The polyamine stress response: tissue-, endocrine-, and developmental-dependent regulation

Abstract

Transient alterations in polyamine (PA) metabolism, termed the polyamine stress response (PSR), constitute a common cellular response to stressful stimuli. In contrast to the adult brain and liver, the PSR in the adrenal gland and thymus is characterized by a reduction in PA metabolism. The brain PSR undergoes an early postnatal period of non-responsiveness. The aim of the present study was twofold: i) to determine whether the PSR in the liver, thymus, and adrenal gland is developmentally regulated as that in the brain and ii) to establish whether neuronal and hormonal signals can activate the PSR independently. Ornithine decarboxylase (ODC) activity and tissue PA concentrations served as markers of the PSR. Changes were measured in male Wistar rats during postnatal development and at 2 weeks after adrenalectomy in adults. Unlike the brain, the direction of the PSR in peripheral organs did not undergo developmental changes. After adrenalectomy, the PSR was not activated in the thymus and liver by acute (2-hr) restraint stress, but a characteristic PSR was induced in the hippocampus. However, dexamethasone injection (3 mg/kg) did induce a characteristic PSR in all organs of adrenalectomized rats.

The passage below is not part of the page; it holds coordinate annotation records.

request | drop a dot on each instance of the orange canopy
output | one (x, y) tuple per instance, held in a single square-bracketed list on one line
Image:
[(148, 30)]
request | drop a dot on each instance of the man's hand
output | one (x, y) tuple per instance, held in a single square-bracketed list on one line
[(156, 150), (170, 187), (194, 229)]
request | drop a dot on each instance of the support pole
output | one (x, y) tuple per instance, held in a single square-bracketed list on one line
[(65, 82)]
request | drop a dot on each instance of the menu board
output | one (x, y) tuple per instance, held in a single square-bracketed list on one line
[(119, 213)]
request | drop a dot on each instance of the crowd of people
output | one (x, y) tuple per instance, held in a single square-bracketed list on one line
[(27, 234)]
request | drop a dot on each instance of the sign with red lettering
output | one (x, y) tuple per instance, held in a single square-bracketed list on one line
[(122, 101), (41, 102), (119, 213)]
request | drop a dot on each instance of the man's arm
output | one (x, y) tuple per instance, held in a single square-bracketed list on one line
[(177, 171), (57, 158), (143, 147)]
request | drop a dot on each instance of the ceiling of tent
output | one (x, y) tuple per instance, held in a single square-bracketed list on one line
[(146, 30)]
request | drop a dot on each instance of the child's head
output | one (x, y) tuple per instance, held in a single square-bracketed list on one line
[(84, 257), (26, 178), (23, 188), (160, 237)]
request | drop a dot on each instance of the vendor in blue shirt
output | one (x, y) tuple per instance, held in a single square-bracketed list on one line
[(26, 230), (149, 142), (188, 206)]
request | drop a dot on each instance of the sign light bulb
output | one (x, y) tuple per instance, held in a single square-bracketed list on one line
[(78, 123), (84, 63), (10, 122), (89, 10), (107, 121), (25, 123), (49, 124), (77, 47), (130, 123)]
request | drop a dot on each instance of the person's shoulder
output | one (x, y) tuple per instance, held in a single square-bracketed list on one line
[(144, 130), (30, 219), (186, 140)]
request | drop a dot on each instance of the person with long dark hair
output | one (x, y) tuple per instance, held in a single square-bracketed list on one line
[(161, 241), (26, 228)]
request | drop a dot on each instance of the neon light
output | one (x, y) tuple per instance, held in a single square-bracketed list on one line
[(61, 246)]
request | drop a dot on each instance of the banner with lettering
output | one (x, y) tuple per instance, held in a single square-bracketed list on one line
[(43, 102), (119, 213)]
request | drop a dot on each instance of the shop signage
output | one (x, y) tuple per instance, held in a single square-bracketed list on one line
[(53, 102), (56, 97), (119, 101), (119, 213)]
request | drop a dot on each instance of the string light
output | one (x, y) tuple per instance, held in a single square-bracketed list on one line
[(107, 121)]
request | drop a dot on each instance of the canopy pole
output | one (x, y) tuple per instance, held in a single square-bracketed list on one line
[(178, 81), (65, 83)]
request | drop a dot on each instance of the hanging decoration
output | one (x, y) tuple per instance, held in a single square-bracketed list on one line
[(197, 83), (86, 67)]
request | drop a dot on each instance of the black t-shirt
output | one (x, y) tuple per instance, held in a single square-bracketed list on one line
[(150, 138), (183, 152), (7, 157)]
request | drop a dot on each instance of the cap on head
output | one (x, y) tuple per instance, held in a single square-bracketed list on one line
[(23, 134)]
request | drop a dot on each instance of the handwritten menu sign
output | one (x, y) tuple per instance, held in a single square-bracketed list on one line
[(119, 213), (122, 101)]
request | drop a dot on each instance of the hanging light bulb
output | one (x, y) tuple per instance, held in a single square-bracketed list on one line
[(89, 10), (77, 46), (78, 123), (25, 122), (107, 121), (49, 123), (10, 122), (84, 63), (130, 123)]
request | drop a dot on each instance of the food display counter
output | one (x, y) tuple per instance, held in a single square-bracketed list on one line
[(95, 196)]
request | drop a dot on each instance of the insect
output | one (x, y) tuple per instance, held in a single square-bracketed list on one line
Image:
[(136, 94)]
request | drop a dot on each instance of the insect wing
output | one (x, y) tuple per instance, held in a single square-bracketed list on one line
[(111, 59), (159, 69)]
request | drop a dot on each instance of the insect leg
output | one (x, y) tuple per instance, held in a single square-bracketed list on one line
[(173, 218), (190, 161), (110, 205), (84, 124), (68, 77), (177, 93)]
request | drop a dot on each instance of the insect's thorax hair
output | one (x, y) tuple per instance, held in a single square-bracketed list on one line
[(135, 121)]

The results justify the following conclusions: i) Unlike peripheral organs, the PSR in the brain is developmentally regulated; ii) The developmental switch to a mature PSR in the brain corresponds in time to the cessation of the “stress hypo-responsive period” in the hypothalamic–pituitary–adrenocortical (HPA) axis; iii) In the periphery, the PSR appears to be dependent principally on stress-induced activation of the HPA axis and on increased circulating glucocorticoid concentrations rather than on neuronal activation; iv) In the brain, however, the PSR can be induced independently by glucocorticoids or by direct activation of the neuronal circuitry; and v) up-regulation of the PSR, as in the brain and liver, is constructive and may be implicated in cell survival, while its down-regulation, as in the adrenal and thymus, may be implicated in cell death.